Quand tu dis l’air, tu parles aussi de l’ambiance ?
Oui, c’est ça : la perception de l’ambiance, de l’atmosphère entre deux tempêtes. Atmosphère au sens large. Un des laboratoires partenaires du projet, le CRESSON à Grenoble (Centre de Recherche sur l’Espace Sonore et l’Environnement Urbain) a comme objet d’étude les ambiances. 

Des ambiances plutôt sur des paysages que sur les états d’être de ces gens qui vivent entre deux…
Ce sont en effet des paysages, mais ce ne sont pas des images à regarder, bizarrement. Moi, je fais de la photographie pour les cinq sens. Ce sont des images qui sollicitent d’autres sens que la vue. Par exemple sur une image comme celle du fond de la rivière du Mississipi. On est au mois de mars et le niveau est historiquement bas. Il y a une sécheresse en fait : le Mississipi est 1,5m à 2m plus bas que son niveau normal. Le Mississipi fait 1,5km de large et 300m de profondeur. À l’embouchure, c’est gigantesque, il y passe des cargos, des barges etc, Donc 2m, sur cette surface-là, c’est énorme, en terme d’eau de volume d’eau manquante.
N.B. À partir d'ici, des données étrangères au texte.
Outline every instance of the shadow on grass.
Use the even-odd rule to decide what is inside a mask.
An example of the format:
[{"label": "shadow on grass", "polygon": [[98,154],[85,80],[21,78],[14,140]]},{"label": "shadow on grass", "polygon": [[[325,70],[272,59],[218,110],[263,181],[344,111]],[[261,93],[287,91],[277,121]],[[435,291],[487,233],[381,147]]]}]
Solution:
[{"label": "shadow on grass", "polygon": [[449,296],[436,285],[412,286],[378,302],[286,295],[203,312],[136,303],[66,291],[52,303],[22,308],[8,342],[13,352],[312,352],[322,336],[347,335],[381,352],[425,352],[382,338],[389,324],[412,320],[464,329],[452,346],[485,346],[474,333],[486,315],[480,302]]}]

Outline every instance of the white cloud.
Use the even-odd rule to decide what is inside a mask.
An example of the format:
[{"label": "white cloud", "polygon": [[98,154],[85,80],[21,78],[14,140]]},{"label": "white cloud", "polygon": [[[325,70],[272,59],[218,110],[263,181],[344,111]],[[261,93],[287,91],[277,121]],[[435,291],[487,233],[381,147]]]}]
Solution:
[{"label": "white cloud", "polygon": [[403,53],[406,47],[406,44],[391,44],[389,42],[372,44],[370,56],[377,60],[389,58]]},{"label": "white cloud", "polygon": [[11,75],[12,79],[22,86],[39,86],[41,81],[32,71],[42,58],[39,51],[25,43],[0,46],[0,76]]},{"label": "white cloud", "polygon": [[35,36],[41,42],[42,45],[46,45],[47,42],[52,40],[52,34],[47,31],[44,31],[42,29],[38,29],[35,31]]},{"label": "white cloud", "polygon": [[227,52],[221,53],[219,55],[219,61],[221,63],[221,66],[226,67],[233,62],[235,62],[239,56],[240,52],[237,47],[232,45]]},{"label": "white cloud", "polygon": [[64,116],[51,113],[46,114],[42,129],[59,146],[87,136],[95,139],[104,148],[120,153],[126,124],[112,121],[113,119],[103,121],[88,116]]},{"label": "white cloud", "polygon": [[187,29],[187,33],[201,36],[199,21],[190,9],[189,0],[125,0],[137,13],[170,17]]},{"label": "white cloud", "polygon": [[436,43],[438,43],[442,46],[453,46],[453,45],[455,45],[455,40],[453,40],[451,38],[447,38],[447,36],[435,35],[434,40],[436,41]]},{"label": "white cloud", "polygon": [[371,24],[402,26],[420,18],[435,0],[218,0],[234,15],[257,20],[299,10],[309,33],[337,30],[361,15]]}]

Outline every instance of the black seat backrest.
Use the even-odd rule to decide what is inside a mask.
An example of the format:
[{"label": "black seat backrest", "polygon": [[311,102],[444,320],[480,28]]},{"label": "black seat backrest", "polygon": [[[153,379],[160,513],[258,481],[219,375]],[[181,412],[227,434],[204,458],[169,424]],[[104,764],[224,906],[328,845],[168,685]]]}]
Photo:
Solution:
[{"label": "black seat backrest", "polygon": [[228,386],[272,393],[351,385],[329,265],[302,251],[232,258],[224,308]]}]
Quand je prends une photo comme celle-là, j’essaie de me mettre dans l’ambiance sur le mode : qu’est-ce qu’on peut percevoir de ce qui s’est passé ici et qui a amené un tel paysage ? Et donc, on est sur la chaleur, la sécheresse, sur un ressenti qui est pour moi un ressenti corporel, de la peau. C’est pas pour l’esthétique visuelle. C’est à quel ressenti ça me renvoie. Et toutes les photos sont un peu prises de cette manière-là. 

Tu écris sur ton site : « mon travail est d’amplifier la perception de notre environnement actuel. » C’est ça aujourd’hui l’enjeu pour un artiste du XXIème siècle : amplifier notre perception plutôt que dénoncer ?
Non, ce n’est pas pour dénoncer quoi que ce soit. L’idée c’est plutôt de me faire le palais, d’affiner ma perception et ma sensibilité à travers ma pratique, témoigner de cela à travers mon travail esthétique et permettre à d’autres d’en faire l’expérience, et d’affiner. Quand on est face à mon travail de pochoir, on est vraiment dans des nuances. 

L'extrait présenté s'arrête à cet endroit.